Despite full supportive care with blood products, broad spectrum antibiotics, mechanical ventilation, renal replacement therapy, he continued to have swinging pyrexia, worsening hepatitis, and bone marrow failure; he died 24 days after transfusion.

Discussion

TA-GVHD arises 4 to 30 days after transfusion as a result of engraftment in the recipient of viable transfused lymphocytes from cellular blood products. It is typically seen in individuals with profound defects of cell-mediated immunity, but on rare occasions it is seen in apparently immunocompetent individuals[3] as explained in Figure 3. Death follows the development of TA-GVHD in more than 90% of cases[4] and there is no therapeutic agent of proved value. Irradiation of cellular blood products can electively prevent the development of this condition. Currently available blood filters are not deemed a suitable alternative.

Figure 3

Pathogenesis of TA-GVHD

TA-GVHD in immunocompetent individuals appears most commonly following CABG and other cardiovascular surgery in which cardiopulmonary bypass is required.[56] The reasons for this are not entirely clear but it is thought, that the use of relatively fresh blood with more viable lymphocytes increases the chance of engraftment.

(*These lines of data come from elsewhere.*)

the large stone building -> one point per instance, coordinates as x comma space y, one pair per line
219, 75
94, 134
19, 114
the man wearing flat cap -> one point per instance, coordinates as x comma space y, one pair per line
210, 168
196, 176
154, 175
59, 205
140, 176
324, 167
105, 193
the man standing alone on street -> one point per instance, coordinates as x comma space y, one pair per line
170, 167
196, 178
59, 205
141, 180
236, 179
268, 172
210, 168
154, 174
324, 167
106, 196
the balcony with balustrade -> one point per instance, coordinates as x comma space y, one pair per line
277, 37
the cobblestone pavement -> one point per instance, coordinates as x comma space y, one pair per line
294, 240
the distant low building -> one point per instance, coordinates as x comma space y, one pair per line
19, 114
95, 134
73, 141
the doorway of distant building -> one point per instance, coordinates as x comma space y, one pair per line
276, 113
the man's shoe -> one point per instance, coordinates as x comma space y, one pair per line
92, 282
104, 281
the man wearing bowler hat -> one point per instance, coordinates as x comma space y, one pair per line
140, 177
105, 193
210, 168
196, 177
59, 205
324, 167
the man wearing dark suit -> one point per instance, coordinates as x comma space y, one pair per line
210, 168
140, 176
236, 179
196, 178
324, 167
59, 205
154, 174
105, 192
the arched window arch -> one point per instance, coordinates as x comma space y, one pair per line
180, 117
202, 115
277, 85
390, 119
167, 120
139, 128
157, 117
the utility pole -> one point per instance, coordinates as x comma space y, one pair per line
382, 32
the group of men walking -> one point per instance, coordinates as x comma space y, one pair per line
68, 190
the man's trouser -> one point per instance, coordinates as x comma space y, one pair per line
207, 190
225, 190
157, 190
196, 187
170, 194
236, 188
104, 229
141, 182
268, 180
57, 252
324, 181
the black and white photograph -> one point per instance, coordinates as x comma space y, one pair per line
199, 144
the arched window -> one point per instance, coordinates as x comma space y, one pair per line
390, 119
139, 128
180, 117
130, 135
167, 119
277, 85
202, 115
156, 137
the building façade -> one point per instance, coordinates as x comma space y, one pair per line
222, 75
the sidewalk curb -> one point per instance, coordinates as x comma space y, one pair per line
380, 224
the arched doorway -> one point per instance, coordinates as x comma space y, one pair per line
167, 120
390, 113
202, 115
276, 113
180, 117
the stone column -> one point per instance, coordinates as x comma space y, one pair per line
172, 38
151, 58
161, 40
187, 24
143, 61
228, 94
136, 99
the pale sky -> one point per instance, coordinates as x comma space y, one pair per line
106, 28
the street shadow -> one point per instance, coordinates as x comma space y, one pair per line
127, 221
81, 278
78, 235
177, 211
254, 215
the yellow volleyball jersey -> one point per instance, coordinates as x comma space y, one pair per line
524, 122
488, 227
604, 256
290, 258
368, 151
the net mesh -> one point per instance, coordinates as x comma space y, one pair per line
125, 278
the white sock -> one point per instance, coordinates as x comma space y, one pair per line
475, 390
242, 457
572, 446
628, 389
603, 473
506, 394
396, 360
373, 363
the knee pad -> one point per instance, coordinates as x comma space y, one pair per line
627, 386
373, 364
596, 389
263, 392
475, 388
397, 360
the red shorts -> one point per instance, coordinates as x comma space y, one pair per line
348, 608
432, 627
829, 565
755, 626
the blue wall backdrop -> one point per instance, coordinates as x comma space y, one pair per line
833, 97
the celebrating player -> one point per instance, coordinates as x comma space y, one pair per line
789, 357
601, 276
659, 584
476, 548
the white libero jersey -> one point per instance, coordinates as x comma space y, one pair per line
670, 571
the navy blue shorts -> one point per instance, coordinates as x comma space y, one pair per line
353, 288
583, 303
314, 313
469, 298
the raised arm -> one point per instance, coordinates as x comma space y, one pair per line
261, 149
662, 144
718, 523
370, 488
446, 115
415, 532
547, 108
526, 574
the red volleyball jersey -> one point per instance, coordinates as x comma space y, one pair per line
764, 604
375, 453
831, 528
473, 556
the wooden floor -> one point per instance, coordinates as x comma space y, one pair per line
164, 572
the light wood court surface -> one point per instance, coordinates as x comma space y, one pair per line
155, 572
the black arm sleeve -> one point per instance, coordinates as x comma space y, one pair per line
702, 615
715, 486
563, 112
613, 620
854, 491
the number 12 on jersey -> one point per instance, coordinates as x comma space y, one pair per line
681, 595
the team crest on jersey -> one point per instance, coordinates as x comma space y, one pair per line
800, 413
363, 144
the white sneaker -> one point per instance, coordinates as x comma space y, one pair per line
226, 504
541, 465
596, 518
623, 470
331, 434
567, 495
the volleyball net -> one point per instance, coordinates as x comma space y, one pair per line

Although it is clear that lymphocyte viability is affected by storage, the benefits of using fresh products after cardiopulmonary bypass are less well-documented. Some studies have shown a reduction in blood loss after cardiopulmonary bypass in recipients of fresh blood compared to stored blood, but there is a paucity of evidence for an overall clinical benefit or for reduction in homologous blood transfused.[7] In addition, cardiopulmonary bypass appears to produce a transient state of immunodeficiency defined by reduced mitogenic lymphocyte transformation and reduced interleukin 2 production. TA-GVHD in immunocompetent individuals occurs more commonly when a blood donor is homozygous for one of the recipient's major HLA types. It is suggested that because of the shared haplotype the host fails to recognize donor cells as foreign thus allowing engraftment. The viable T lymphocytes from the donor then mount a fulminant immune response against the host producing the clinical picture described above. Clearly, the risk of TA-GVHD in immunocompetent hosts increases in areas of low genetic diversity where the chance of shared HLA haplotypes with blood donors is increased.

Our patient, did not have any history of previous transfusion of blood or blood products. All the blood products transfused to him during the course of hospital were non-irradiated but none of them were obtained from his first degree relatives.

The reported frequency of one way matching or sharing HLA haplotype in a non-first degree relative in Japan ranges from 1 in 312[8] to 1 in 874 and as a result more than 200 cases of TA-GVHD have been reported in immunocompetent individuals in Japan. Greater HLA diversity probably accounts for the greatly reduced incidence of TA-GVHD in immunocompetent white patients. Guidelines on the indications for irradiation of cellular blood products to prevent the development of TA-GVHD, which have recently been published, do not recommend the routine irradiation of blood products for patients undergoing cardiopulmonary bypass. The use of cellular blood products during cardiac surgery has fallen over recent years owing to improved surgical techniques, preoperative haemodilution, the use of aprotinin, and red cell salvage techniques. In addition, the safety of blood transfusion has improved as a result of developments in compatibility testing and detection of viral infection. Despite these improvements, the potential for other rare but devastating complications of transfusion such as TA-GVHD persists.